Simulated Investment in Genome Editing Technology

In this simulation activity, students decide which of two companies, each using a different CRISPR genome-editing technology, to invest in. They engage with research on CRISPR genome editing to understand how unintended consequences of one technology used for this editing had real-world business implications. The storytelling element adds immediacy to the activity, making it imaginative and engaging, and students are pushed toward achieving higher levels of competence within Bloom’s taxonomy for the subject area. Introduction:

In this activity, which takes place during the 8th lecture meeting of an intensive 10-lecture course on regenerative medicine and genome editing, the class reads a paper in a journal club format that discusses the off-target unintended side effects of CRISPR genome editing. They learn how it caused a rapid drop in the stock valuation of one of the two companies. The class then analyzes and debates the biological differences between the technologies of the affected and unaffected companies. They apply their understanding by proposing what studies on off-targets the FDA should require before approving a CRISPR therapy in the future. To ensure appropriate scaffolding, this activity was conducted after the class had covered the basics of genome editing and Crispr technologies in the previous lecture (lecture VII) and completed a lecture on the FDA drug/therapy approval process (Lecture VI). Additionally, by the time they undertake this activity, students will have conducted 7 journal clubs and several group discussions, and become comfortable with both extrapolating information from primary literature and debating ideas as a class.

 

Goals: This activity aims to:

(1) Get students to understand and appreciate the biological bases of different CRISPR genome editing technologies and their implications for potential therapies.

(2) Teach students how basic scientific research and real-world economic trends and business developments can affect one another.

(3) Teach students to synthesize their acquired knowledge and apply it to a new context (i.e. policy regulation).

 

Procedure- Before Class: The decision-making involved in making an investment brings immediacy and a real-life quality to STEM topics that may otherwise feel theoretical and detached. To make the simulation as compelling as possible, the instructor prepared by researching media coverage of CRISPR companies’ stocks to identify events and research papers that affected them and then reverse-engineered the activity from there. The instructor used The HBS Case Method as a resource to build the discussion and intertwine it with the journal club.

 

Procedure- During Class: The instructor introduced the following instructions for students on slides:

(1) Discuss the alternative investment options using think-pair-share for two minutes, consulting Google or other online resources if you’d like.

(2) Record your investment decision on the hand survey.

(3) Take 30 minutes to read the journal club paper (https://doi.org/10.1038/nmeth.4293).

(4) (Optional) The instructor has incorporated another feature of the activity based on further developments in the reception of the paper: In the last five minutes of class, tell students how the story concludes, and assign the retraction commentaries from other CRISPR scientists as a follow-up homework assignment (https://doi.org/10.1038/nmeth.4664).

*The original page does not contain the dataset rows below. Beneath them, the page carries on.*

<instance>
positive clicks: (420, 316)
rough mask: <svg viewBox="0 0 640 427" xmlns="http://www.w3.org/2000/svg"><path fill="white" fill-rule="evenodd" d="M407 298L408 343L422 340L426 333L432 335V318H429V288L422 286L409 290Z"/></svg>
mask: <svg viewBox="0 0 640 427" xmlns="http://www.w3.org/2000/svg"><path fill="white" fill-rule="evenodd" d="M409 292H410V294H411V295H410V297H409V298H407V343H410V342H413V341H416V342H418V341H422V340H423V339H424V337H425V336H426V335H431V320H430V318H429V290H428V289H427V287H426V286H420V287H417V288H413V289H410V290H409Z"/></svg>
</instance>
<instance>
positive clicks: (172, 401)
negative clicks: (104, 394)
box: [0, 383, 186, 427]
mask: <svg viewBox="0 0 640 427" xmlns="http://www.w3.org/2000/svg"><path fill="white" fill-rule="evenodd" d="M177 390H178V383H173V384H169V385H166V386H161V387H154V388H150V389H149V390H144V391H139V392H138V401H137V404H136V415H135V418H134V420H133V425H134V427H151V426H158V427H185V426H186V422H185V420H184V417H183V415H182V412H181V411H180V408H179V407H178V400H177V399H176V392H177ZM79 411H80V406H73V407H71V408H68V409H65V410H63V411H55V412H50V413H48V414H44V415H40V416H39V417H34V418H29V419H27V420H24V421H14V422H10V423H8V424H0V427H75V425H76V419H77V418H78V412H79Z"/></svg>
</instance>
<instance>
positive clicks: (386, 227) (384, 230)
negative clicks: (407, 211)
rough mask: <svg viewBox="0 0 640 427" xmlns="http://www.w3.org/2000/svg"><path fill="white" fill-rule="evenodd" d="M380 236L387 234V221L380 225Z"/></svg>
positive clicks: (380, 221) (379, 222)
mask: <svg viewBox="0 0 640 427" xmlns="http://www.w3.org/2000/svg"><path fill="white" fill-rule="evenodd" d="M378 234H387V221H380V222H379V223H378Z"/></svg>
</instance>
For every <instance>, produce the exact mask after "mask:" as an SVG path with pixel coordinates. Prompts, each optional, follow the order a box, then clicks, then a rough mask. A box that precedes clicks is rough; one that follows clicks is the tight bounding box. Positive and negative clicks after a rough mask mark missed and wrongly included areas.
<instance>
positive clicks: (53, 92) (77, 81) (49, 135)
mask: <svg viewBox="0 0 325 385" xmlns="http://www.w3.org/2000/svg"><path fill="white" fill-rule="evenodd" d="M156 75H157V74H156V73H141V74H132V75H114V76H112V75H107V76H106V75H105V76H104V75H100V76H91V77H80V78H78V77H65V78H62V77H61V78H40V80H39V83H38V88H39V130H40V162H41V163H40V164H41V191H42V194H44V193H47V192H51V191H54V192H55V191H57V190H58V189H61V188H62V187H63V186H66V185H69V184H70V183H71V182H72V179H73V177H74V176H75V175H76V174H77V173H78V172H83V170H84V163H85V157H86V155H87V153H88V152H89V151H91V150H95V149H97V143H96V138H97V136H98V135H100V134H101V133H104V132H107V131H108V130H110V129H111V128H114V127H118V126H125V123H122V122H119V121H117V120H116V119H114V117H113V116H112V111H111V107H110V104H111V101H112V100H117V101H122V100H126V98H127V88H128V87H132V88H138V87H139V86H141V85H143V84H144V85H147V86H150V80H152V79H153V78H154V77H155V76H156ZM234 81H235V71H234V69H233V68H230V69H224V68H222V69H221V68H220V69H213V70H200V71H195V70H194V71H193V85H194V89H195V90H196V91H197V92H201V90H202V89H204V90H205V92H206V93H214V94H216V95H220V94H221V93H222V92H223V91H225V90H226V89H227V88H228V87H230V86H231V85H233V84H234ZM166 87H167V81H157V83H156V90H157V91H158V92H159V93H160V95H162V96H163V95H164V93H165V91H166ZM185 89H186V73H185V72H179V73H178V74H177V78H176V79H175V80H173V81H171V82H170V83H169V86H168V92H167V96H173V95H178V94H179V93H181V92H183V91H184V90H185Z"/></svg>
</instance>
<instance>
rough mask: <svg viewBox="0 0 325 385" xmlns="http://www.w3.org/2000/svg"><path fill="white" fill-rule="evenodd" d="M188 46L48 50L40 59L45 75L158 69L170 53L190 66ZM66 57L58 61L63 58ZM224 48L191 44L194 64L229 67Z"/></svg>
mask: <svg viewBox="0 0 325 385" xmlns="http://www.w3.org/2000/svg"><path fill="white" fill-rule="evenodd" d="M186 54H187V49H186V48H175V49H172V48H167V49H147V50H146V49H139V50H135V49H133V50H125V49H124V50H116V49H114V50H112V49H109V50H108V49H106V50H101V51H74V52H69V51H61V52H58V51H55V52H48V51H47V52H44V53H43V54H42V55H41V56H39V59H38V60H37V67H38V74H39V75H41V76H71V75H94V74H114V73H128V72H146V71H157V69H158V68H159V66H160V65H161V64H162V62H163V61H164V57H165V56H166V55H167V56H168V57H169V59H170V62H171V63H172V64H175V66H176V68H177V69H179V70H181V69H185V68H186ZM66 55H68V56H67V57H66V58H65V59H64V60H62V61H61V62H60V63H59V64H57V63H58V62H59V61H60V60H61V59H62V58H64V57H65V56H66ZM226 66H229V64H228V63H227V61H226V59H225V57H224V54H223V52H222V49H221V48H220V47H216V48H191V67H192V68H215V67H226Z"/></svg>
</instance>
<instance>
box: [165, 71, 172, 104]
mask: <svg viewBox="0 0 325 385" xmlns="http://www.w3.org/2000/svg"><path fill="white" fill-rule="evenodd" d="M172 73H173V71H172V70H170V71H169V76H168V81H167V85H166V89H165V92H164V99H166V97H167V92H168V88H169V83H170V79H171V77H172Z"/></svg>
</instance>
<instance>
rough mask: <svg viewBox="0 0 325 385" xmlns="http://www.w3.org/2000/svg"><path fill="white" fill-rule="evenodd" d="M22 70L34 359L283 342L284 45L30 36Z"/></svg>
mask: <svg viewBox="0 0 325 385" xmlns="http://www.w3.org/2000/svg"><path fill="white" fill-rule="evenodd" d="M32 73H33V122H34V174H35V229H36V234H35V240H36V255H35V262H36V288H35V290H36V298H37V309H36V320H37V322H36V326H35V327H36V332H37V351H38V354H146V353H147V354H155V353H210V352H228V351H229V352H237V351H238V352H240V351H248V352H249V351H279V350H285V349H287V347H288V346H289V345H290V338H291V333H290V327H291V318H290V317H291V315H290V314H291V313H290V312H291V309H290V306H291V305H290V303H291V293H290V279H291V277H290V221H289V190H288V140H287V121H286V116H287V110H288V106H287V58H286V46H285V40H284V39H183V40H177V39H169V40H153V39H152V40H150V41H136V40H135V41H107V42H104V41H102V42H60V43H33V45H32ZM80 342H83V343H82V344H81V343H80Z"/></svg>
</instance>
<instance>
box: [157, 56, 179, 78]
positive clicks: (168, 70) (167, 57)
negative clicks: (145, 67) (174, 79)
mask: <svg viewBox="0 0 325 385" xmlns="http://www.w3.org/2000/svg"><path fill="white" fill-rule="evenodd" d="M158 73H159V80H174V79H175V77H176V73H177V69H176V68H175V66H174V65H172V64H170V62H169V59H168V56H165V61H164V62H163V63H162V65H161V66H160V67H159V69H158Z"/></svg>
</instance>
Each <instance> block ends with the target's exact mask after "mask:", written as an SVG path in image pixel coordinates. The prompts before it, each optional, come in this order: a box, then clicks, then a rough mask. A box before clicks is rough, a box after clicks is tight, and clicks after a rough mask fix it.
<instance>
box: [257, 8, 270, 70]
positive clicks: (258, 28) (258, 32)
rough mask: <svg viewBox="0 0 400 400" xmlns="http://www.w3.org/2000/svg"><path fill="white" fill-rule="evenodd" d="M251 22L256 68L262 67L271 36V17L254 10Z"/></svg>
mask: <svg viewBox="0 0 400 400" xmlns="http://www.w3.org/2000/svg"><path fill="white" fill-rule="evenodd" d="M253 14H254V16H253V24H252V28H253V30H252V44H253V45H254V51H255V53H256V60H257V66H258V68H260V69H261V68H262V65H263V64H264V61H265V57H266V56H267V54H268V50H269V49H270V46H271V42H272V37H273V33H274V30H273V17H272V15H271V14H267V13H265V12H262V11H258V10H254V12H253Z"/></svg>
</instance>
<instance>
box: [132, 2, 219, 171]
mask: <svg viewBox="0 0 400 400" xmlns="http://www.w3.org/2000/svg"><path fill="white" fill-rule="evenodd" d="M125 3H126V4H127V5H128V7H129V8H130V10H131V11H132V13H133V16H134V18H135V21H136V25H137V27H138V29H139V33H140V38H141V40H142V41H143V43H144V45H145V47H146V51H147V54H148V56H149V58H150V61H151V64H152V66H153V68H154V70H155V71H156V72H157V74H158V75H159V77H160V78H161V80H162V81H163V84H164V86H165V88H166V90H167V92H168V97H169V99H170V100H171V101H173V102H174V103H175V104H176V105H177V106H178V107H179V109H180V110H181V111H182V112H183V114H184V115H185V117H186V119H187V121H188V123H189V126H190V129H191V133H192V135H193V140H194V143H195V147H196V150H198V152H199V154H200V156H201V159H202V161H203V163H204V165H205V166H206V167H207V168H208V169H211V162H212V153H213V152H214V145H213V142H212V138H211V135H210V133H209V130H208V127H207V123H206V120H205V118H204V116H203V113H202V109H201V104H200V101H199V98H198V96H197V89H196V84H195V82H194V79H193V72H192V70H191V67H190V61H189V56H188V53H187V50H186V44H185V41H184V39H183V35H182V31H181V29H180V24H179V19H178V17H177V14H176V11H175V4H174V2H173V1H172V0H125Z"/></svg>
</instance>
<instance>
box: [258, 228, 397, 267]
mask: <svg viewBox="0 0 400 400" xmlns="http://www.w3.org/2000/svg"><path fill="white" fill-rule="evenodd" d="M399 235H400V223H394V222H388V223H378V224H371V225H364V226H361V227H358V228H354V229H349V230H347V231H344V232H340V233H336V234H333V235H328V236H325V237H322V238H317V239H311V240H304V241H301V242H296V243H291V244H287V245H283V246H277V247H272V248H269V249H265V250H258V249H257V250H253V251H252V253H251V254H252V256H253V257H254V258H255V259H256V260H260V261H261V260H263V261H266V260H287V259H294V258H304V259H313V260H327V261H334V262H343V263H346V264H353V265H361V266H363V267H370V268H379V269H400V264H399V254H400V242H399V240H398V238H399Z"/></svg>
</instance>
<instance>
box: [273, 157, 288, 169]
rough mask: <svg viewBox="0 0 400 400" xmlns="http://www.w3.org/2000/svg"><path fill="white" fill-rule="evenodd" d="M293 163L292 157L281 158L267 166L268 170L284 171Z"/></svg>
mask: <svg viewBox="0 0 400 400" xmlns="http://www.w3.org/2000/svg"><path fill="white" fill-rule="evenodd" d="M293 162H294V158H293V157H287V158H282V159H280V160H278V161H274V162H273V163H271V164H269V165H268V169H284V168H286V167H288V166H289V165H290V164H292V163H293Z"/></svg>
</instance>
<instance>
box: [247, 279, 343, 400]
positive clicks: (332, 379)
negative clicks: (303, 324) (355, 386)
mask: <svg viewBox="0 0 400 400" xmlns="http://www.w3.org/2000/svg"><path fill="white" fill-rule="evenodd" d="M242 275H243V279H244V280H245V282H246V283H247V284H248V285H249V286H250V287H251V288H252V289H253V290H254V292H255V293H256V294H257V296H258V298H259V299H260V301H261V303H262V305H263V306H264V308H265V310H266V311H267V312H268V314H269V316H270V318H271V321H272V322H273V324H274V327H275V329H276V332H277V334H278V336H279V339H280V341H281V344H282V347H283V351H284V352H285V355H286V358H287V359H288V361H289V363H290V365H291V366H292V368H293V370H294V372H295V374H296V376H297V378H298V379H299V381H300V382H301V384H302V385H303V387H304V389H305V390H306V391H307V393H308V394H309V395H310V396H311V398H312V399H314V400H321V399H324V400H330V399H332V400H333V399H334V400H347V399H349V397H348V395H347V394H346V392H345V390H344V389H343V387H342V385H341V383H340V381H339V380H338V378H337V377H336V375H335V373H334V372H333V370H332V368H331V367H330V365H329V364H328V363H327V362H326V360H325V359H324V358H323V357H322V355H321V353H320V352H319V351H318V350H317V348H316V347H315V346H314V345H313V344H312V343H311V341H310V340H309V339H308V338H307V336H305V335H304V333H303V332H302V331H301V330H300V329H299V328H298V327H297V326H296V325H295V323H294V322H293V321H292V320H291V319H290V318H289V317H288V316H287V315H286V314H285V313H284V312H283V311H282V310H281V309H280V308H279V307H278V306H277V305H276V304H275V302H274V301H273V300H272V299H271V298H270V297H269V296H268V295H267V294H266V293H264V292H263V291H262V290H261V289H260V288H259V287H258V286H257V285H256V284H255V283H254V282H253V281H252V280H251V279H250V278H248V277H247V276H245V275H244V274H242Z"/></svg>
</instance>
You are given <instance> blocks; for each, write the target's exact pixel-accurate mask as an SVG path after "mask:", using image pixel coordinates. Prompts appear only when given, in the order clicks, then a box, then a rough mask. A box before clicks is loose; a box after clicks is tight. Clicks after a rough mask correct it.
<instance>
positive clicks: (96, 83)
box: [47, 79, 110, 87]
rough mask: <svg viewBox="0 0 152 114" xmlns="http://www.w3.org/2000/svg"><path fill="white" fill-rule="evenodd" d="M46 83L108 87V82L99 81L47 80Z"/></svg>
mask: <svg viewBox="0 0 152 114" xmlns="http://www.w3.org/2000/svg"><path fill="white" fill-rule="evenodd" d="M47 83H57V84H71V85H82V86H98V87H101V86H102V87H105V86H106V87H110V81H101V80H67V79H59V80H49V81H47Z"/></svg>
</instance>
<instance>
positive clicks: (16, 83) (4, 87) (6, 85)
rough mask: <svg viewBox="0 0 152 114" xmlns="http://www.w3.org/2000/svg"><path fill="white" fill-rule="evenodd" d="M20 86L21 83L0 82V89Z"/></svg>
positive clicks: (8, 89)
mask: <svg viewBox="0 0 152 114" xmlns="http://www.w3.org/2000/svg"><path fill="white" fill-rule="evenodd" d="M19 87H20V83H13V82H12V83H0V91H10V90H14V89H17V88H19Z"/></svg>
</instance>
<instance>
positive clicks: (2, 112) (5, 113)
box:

After the students have done their part, a discussion of the paper’s findings ensues, lasting approximately 15 minutes. Then, the instructor presents stock trends for the two companies, including the drop suffered by one of the two companies at the time the paper was released. The class spends twenty minutes discussing the biological differences between the technologies used by the companies. The class then takes a 10-minute break before returning for the final discussion.

For the final thirty minutes, the students are asked to propose hypothetical FDA requirements for CRISPR therapy approval. All the proposals are surveyed and prioritized, and, as a class, students work toward a consensus. They then list their three top proposed requirements for the FDA.

 

Post-Activity: The class discusses the simulation experience. The instructor asks students to reflect on how the lessons learned will affect:

(1) their understanding of biology and the research process;

(2) how they critically consume information from both scientific literature and news media; and

(3) how they make informed investment decisions.